Israeli policies driving demographic shift in Palestinian territories: UN
Rights chief flags displacement, illegal Israeli settlement expansion, and wartime destruction as signs of a long-term shift in control of land and people.
The United Nations’ top human rights official has accused Israel of pursuing policies that could permanently alter the population makeup of the occupied Palestinian territories, warning the trend raises concerns about ethnic cleansing.
Addressing the UN Human Rights Council in Geneva, High Commissioner Volker Turk said on Thursday Israeli actions in both the occupied West Bank and Gaza appear aimed at creating “permanent demographic change.”
Turk highlighted a year-long Israeli military raids in the northern occupied West Bank that have displaced roughly 32,000 Palestinians.
He also pointed to the growing displacement of Bedouin herding communities amid rising violence by illegal Israeli settlers in areas near Ramallah and in the Jordan Valley.

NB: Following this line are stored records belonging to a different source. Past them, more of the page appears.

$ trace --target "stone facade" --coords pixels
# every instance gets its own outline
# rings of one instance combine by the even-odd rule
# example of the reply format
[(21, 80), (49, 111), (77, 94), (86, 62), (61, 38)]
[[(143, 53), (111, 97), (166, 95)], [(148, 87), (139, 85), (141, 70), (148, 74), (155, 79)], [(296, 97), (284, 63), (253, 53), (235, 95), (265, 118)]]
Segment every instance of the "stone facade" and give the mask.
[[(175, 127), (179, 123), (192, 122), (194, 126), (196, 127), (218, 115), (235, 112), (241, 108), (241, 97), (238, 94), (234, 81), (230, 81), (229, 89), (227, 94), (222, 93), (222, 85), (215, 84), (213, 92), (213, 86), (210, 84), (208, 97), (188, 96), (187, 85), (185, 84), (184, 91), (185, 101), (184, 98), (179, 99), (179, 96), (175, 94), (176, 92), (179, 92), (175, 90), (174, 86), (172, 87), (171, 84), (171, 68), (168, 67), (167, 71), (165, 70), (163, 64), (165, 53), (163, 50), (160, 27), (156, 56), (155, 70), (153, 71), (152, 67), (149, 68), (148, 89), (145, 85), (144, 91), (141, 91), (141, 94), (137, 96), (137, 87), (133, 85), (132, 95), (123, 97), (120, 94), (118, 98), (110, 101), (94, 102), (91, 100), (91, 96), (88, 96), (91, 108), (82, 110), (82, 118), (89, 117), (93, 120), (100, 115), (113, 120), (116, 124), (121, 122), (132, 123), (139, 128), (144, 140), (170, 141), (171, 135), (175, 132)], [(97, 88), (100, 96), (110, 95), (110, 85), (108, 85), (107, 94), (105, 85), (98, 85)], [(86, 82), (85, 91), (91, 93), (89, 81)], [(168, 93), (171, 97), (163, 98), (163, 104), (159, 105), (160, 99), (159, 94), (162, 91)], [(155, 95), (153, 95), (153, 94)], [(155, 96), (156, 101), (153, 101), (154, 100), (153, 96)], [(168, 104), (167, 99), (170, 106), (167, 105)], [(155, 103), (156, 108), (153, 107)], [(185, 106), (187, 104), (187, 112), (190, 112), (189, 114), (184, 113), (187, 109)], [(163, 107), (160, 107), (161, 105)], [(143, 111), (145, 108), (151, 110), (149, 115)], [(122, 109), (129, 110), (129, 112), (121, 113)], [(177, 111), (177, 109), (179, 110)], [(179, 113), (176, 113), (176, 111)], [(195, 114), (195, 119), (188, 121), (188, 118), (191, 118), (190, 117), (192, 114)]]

Continued illegal settlement expansion
More than three million Palestinians live in the occupied West Bank alongside over half a million illegal Israeli settlers in communities widely viewed as illegal under international law.
Settlement expansion has accelerated under Israel’s current government, with watchdog group Peace Now reporting a record number of new settlement approvals in 2025.
Recent government-backed measures include moves to register occupied West Bank land as state property and allow direct land purchases by Israelis — steps that have drawn international criticism and condemnation from groups including Hamas.
In Gaza, where most of the enclave’s 2.2 million residents have been displaced at least once since the war began in October 2023, the UN rights office said recent patterns of attacks, widespread destruction and limits on aid deliveries appear aimed at reshaping the territory’s population distribution.
Forced emigration of Palestinians
Israel’s far-right Finance Minister Bezalel Smotrich has publicly called for encouraging Palestinian emigration from Gaza and the occupied West Bank, describing the move as part of a long-term strategy for Israeli sovereignty over the territory.
Israel, which has occupied the West Bank since 1967, has not accepted accusations that its policies amount to demographic engineering, maintaining that its actions are driven by security considerations.